CYP with long-term conditions will have developed a close and trusting relationship with paediatric medical and nursing specialist teams; careful preparation and support is required to ensure that they and their families are enabled to cope with the expectation of self-management and care usual in adult services. There are some paediatric services where no equivalent adult service exists and there are some long-term conditions that are so rare they fall outside adult service configurations.


‘Transition and continuity’ and ‘concern for family and friends’ are two of the eight important markers of patient-centred care identified by the Picker Institute.


Others include:

• continuing support for friends and family members as caregivers and ‘advocates’

• involving the patient (child or young person) in decisions about his or her care, and enabling self-

care through developmentally appropriate information about medicines, diet and physical needs

• planning and coordination of ongoing treatment, equipment supply and social care across different

departments, agencies and professions, and ensuring the patient and his or her family understand

• ensuring that social as well as physical and psychological transitions are addressed.
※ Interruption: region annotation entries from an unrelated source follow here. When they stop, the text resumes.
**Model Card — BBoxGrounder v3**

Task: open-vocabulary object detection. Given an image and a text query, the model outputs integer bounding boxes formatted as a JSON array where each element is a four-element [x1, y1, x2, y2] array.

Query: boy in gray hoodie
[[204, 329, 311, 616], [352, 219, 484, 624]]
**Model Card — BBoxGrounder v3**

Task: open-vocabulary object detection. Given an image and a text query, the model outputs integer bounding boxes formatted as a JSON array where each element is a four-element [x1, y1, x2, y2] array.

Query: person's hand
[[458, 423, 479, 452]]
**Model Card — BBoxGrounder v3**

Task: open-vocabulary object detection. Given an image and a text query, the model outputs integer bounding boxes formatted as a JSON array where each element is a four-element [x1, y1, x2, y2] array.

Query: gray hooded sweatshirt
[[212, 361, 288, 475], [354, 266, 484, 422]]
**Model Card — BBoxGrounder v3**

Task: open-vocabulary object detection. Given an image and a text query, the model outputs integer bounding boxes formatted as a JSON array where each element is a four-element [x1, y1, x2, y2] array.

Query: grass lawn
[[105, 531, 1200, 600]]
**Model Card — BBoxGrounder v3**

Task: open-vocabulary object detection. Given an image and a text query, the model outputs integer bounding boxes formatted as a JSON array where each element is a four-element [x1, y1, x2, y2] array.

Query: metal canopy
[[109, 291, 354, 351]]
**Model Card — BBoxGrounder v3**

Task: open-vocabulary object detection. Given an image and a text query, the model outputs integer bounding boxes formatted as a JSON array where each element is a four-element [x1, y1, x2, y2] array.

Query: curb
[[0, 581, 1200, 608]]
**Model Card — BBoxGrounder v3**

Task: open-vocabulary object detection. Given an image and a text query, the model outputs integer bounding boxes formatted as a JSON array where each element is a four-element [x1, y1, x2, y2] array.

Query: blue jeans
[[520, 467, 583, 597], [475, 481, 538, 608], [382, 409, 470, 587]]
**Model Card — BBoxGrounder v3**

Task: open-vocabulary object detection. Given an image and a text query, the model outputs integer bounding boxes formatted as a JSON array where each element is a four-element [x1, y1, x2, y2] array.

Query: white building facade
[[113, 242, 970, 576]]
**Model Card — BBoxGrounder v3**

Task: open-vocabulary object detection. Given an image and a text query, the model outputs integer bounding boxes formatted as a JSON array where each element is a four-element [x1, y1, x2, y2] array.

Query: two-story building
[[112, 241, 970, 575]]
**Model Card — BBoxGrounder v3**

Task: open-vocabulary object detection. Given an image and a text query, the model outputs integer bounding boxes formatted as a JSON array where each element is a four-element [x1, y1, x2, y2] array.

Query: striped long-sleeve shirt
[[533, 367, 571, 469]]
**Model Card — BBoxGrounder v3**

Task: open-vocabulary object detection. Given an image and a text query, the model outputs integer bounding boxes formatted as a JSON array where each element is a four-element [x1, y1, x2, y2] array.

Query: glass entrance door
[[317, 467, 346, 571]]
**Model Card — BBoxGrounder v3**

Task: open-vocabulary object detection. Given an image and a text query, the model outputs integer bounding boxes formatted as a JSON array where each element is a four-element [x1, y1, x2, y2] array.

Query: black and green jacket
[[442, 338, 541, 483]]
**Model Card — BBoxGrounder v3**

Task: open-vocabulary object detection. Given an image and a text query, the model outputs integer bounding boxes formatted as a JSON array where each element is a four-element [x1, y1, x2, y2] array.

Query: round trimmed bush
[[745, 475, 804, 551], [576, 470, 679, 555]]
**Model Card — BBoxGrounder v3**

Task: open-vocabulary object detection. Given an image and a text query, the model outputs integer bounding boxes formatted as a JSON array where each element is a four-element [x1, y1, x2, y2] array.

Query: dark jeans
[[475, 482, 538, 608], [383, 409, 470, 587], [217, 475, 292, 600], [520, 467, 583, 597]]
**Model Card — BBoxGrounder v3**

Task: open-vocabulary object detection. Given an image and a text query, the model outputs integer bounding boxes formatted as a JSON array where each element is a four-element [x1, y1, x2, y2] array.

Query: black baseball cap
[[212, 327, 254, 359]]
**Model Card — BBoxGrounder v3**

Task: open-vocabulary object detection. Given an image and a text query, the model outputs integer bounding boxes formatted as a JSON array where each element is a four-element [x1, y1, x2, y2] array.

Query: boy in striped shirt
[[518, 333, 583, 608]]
Successful

transition services pay attention to social transitions such as:

−peer education and support and socialisation

−liaison with education

−vocational opportunities and careers advice

−participation and involvement in service design and delivery

−modelling good self-care and healthy lifestyles

−money management, budgeting and benefits support

−giving information about continuing access to clinical, social, physical and financial support

(for example personal budgets).


Ensure adult services are commissioned and prepared to receive young people. Services should provide an appropriate environment and information for young people and their families, with providers skilled in young people’s health as well as the long-term condition. Commissioning should incorporate the views of children, young people and their families who have travelled the

pathway through paediatric to adult services.